Gelombang massa yang seolah akan sukses seperti 98 itu sudah makin dekat dengan kejatuhan presiden. Elit politik pun sudah banyak yang ancang-ancang balik badan, dan tiba-tiba bisa diselesaikan dengan cukup elegan, tanpa adanya perpindahan kekuasaan yang bisa menjadi preseden buruk ke depannya.
Itu dua kisah sangat fenomenal dan besar. Dalam keseharian sepanjang hampir empat tahun, bukan hanya dua hal itu.

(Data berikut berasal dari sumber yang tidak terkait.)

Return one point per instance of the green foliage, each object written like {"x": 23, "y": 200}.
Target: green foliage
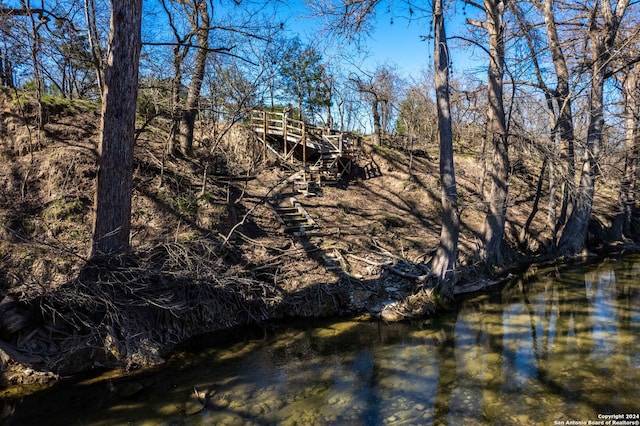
{"x": 304, "y": 77}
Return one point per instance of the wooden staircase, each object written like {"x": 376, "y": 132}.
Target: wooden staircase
{"x": 324, "y": 156}
{"x": 295, "y": 218}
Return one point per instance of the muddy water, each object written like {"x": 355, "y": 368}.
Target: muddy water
{"x": 555, "y": 346}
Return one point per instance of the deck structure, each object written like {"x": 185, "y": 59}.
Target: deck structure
{"x": 322, "y": 154}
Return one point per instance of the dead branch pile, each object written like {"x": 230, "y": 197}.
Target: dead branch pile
{"x": 132, "y": 315}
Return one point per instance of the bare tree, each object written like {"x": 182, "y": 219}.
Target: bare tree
{"x": 379, "y": 90}
{"x": 112, "y": 220}
{"x": 443, "y": 265}
{"x": 603, "y": 24}
{"x": 495, "y": 220}
{"x": 629, "y": 184}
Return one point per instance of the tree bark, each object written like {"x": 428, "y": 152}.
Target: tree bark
{"x": 602, "y": 37}
{"x": 377, "y": 127}
{"x": 443, "y": 266}
{"x": 494, "y": 225}
{"x": 564, "y": 120}
{"x": 628, "y": 186}
{"x": 112, "y": 219}
{"x": 200, "y": 25}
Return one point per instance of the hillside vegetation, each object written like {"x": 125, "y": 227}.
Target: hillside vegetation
{"x": 209, "y": 251}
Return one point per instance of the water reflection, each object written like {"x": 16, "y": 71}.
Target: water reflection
{"x": 555, "y": 344}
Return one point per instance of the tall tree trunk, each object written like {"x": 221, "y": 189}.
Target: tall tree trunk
{"x": 574, "y": 235}
{"x": 200, "y": 25}
{"x": 377, "y": 127}
{"x": 564, "y": 120}
{"x": 112, "y": 219}
{"x": 494, "y": 225}
{"x": 628, "y": 186}
{"x": 443, "y": 266}
{"x": 602, "y": 37}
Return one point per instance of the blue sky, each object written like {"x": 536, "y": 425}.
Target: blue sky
{"x": 397, "y": 43}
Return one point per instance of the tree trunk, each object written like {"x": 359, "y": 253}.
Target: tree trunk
{"x": 564, "y": 120}
{"x": 94, "y": 42}
{"x": 377, "y": 127}
{"x": 602, "y": 35}
{"x": 628, "y": 186}
{"x": 497, "y": 210}
{"x": 200, "y": 25}
{"x": 443, "y": 266}
{"x": 112, "y": 220}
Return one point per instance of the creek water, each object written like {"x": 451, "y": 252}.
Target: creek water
{"x": 557, "y": 345}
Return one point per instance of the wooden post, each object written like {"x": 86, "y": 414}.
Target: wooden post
{"x": 284, "y": 133}
{"x": 304, "y": 143}
{"x": 265, "y": 129}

Memang yang sampai hampir membuat suksesi ya jelas dua kejadian tersebut.
Pilihan sulit itu memang konsekuensi atas kepemimpinan. Presiden pernah mengatakan, banyaknya serangan, hujatan, bahkan cenderung fitnah, tidak bisa dibalas dengan cara yang sama, karena pemerintah. Kedudukan yang sangat tidak elok jika berperilaku yang sama seolah LSM dan parpol gagal yang susah menerima kenyataan.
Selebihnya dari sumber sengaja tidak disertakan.